Film: Night of the Hunted (1980)

Principal Transport: Running through the streets madly with no memory of anything, clad only in a nightgown, which is also kind of how I feel right now.

Trains Spotted: 13? The climax takes place in a rail yard (which I completely forgot about, so it took me by surprise). Unfair; I can’t count this quickly at 3:20 in the morning. Not to mention the multiple camera angles and shifting train placements make an accurate count almost impossible. Someone’s messing with me. I am no longer excited about trains.

With my energy flagging, I can’t do much but point you to my prior review of the film. This is a typical Jean Rollin picture in many ways – slow-moving, at intervals exploitative (sex scenes, violence) and lyrical (the finale, which is one-of-a-kind). A mixed bag, but a must for Rollin fans.

Almost….there….

Tower of Evil

3:37am

Country: United Kingdom

Film: Tower of Evil (1972)

Principal Transport: A fishing vessel called the Sea Ghost

Trains Spotted: Zilch

This film is also known as Horror on Snape Island, which is an awesome title and a great Harry Potter tie-in. It’s also the sort of film that would typically air on cable at 3:37 in the morning, so. A group of attractive young people – and Robin Askwith – land on the titular island, explore an abandoned lighthouse, and are subsequently slaughtered, leaving only one survivor who must be hypnotized to recall the fractured events leading up to the killings. Meanwhile, archaeologists and treasure hunters take an interest in Snape Island as the possible burial site of a wealthy Phoenician chieftain. A cast of characters fit for a Scooby Doo episode descend on the island, and are hunted by a killer as they explore the lighthouse and its secret caves below. This is goofy but straight-faced, and pure exploitation from a period in British cinema when sex and violence were prerequisites with the lightened censorship – and it’s about all my brain can handle at this hour to stay cognizant. Includes dialogue like, “You drive me crazy like that. For Christ’s sake, I’m a man!”

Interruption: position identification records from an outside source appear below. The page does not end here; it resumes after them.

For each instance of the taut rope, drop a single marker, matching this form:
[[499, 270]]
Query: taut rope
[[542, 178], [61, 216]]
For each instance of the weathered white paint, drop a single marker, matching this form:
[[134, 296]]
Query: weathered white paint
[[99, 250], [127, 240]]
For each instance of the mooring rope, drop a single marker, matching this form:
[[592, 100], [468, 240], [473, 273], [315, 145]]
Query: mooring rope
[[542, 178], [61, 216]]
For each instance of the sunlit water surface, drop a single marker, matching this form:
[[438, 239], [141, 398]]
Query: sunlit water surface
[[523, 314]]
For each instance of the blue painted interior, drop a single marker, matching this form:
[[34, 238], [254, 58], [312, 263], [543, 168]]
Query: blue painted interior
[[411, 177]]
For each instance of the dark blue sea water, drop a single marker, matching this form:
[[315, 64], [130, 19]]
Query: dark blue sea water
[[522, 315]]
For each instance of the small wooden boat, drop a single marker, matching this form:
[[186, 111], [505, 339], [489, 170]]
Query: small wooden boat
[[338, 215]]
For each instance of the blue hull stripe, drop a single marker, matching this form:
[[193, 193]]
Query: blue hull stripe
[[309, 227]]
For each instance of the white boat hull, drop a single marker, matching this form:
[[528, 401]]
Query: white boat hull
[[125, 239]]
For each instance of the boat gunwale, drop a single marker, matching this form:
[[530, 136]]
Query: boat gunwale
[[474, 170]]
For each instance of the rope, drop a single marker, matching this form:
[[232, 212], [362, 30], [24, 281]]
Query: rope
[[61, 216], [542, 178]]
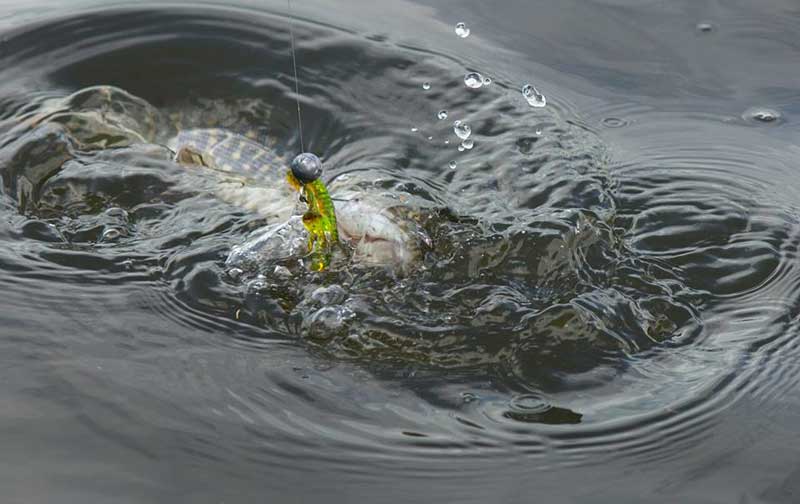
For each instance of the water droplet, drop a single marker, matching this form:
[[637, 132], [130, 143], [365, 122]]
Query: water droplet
[[762, 115], [462, 30], [473, 80], [462, 130], [704, 27], [534, 97]]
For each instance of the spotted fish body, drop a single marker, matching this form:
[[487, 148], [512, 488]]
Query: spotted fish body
[[253, 177], [247, 174]]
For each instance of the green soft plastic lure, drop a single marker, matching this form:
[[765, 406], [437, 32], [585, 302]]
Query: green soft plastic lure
[[320, 218]]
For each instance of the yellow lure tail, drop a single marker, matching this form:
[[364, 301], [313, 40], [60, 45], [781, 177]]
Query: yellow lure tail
[[319, 220]]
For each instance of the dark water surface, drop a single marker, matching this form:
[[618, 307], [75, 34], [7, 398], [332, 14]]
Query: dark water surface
[[608, 312]]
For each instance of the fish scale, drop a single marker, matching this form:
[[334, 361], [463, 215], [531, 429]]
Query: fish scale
[[233, 153]]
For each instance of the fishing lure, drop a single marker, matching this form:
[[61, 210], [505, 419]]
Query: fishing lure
[[320, 218]]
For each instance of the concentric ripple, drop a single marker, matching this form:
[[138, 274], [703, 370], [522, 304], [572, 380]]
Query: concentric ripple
[[577, 299]]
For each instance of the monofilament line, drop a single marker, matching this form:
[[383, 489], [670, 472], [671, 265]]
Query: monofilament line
[[296, 81]]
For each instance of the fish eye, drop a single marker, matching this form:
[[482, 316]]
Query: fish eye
[[306, 167]]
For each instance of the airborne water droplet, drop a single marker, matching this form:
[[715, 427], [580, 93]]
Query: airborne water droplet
[[462, 130], [534, 97], [473, 80]]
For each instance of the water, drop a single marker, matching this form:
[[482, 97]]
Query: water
[[533, 96], [473, 80], [608, 310], [462, 129]]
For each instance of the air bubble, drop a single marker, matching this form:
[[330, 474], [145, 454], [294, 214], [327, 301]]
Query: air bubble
[[762, 115], [534, 97], [462, 30], [235, 274], [705, 27], [473, 80], [462, 130], [111, 234], [614, 122]]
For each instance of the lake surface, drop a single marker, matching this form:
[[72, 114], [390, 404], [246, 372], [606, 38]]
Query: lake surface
[[606, 311]]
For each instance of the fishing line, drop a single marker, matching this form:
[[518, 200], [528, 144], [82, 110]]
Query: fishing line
[[296, 81]]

So there you have it, Around the World in 24 Hours with Midnight Only. Thanks to those of you who followed along throughout the day and helped tug me across the finish line. If I would do anything differently, it would be to verify that all the films I might need were readily available. It’s become more clear to me than ever that Netflix and Amazon Instant have very limited selection for foreign films, though increasingly we seem to be dependent on online streaming sources for all our movie-watching needs. (It was physical media – my own library – that saved the day more often than not.) But let’s face it; I will not be doing this again anytime soon. I hear birds chirping out the window as I type this. For now and a while, I’m retiring my inner CinePhileas Fogg.